Of the more than 1,000 small businesses that applied for funding on Biz2Credit’s online lending platform in July, loan approvals from credit unions are continuing to slow down.
The firm analyzed loan requests ranging from $25,000 to $3 million from companies in business more than two years with an average credit score above 680.
The firm found that July 2012 loan approval rate of credit unions dipped to 54.6%, down from 55.8% in June. The figure represents the lowest approval rate for credit unions since August 2011, when the figure stood at 54.2%, according to Biz2Credit.
Some credit unions have reported that they had reached their member business lending limit, which currently is 12.25% of their total assets, said Rohit Arora, CEO of Biz2Credit.
“While credit union approvals slowed, alternative lenders picked up the slack with their highest approval rating since we began measuring the category,” Arora said in a statement. “Alternative lenders should continue to reap the benefits of capped out credit unions.”

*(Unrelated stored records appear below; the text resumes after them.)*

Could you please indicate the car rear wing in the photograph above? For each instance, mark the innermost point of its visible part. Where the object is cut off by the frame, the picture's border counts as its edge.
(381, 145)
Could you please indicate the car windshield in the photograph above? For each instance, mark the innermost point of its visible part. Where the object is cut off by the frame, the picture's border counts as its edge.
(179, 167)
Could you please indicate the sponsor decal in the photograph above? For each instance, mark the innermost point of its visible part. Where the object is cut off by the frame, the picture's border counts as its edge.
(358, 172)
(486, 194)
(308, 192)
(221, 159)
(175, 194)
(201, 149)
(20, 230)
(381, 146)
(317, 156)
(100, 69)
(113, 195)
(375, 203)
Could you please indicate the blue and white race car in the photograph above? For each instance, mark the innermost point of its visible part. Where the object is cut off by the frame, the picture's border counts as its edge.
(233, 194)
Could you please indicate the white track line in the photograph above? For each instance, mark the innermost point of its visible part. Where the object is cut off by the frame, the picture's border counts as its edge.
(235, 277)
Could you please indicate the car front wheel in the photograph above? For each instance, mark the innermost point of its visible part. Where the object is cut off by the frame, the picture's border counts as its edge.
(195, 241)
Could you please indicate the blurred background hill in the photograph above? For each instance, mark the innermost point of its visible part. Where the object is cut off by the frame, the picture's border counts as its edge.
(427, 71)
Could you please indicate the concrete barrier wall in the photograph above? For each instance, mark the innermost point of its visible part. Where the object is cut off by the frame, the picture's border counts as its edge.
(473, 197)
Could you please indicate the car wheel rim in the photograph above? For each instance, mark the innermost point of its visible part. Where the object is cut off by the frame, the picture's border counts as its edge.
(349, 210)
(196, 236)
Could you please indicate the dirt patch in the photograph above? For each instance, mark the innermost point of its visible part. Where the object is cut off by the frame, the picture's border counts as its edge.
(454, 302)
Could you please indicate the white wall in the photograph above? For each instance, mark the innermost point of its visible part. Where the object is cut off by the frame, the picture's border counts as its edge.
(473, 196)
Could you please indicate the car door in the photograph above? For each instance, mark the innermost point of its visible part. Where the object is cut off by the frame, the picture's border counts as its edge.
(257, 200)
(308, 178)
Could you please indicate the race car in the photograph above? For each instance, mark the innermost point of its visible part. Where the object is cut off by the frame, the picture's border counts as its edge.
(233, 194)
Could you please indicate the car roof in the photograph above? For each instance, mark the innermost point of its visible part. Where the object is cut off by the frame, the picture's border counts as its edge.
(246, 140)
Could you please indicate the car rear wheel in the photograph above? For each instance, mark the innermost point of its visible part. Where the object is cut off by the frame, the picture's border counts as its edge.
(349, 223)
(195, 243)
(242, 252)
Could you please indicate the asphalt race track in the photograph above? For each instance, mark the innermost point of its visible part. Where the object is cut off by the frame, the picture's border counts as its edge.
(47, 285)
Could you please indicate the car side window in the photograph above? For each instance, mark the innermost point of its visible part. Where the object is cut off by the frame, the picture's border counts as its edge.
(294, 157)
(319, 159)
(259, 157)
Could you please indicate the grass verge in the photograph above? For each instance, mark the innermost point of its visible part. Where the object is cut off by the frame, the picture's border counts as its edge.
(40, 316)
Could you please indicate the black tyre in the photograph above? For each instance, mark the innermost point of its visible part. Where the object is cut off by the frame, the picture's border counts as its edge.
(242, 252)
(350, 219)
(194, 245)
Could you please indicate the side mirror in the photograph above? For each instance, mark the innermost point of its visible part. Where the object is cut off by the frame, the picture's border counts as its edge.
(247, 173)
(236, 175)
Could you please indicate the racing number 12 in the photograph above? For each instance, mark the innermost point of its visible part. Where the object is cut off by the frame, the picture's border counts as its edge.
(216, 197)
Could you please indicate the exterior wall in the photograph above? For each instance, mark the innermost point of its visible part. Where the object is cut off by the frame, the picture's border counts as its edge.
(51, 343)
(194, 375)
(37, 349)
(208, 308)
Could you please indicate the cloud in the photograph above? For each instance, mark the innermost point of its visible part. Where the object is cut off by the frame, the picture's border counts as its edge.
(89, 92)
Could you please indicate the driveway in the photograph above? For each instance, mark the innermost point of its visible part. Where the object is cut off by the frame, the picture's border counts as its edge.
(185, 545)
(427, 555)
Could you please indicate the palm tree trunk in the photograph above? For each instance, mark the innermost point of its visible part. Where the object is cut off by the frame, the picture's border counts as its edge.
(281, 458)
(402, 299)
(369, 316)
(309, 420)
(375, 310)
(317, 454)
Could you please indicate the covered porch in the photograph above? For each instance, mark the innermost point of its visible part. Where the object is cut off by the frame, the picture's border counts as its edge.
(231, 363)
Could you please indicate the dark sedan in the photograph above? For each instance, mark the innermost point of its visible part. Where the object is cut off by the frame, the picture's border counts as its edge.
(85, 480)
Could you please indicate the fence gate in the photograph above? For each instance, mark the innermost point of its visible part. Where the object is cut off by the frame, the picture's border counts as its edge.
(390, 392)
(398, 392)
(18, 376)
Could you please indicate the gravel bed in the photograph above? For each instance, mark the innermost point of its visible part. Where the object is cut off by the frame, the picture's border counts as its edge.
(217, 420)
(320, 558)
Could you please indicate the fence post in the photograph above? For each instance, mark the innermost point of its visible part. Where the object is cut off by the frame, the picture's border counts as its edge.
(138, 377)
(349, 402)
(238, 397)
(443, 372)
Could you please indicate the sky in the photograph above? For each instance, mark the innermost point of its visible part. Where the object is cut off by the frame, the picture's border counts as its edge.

Alternative lenders include accounts receivable financers, merchant cash advance lenders, community development financial institutions, and micro lenders.
In July, alternative lenders approved 64.1% of loan requests, up from 62.9% in June and nearly 12 percentage points higher than a year ago. The 64.1% approval rate was the highest figure since the Biz2Credit Small Business Lending Index began in 2011.
Meanwhile, Biz2Credit said loan approvals at banks with less than $10 billion in assets have also dropped slightly to 47.4% in July from 47.5% in June. This figure however is still up two and a half percentage points from 44.9% last July, according to the data.
Arora said Biz2Credit continues to see more mid-sized banks reemerge in the market. “Big banks, which have been under pressure to increase small business lending, are continuing to close more deals,” he added.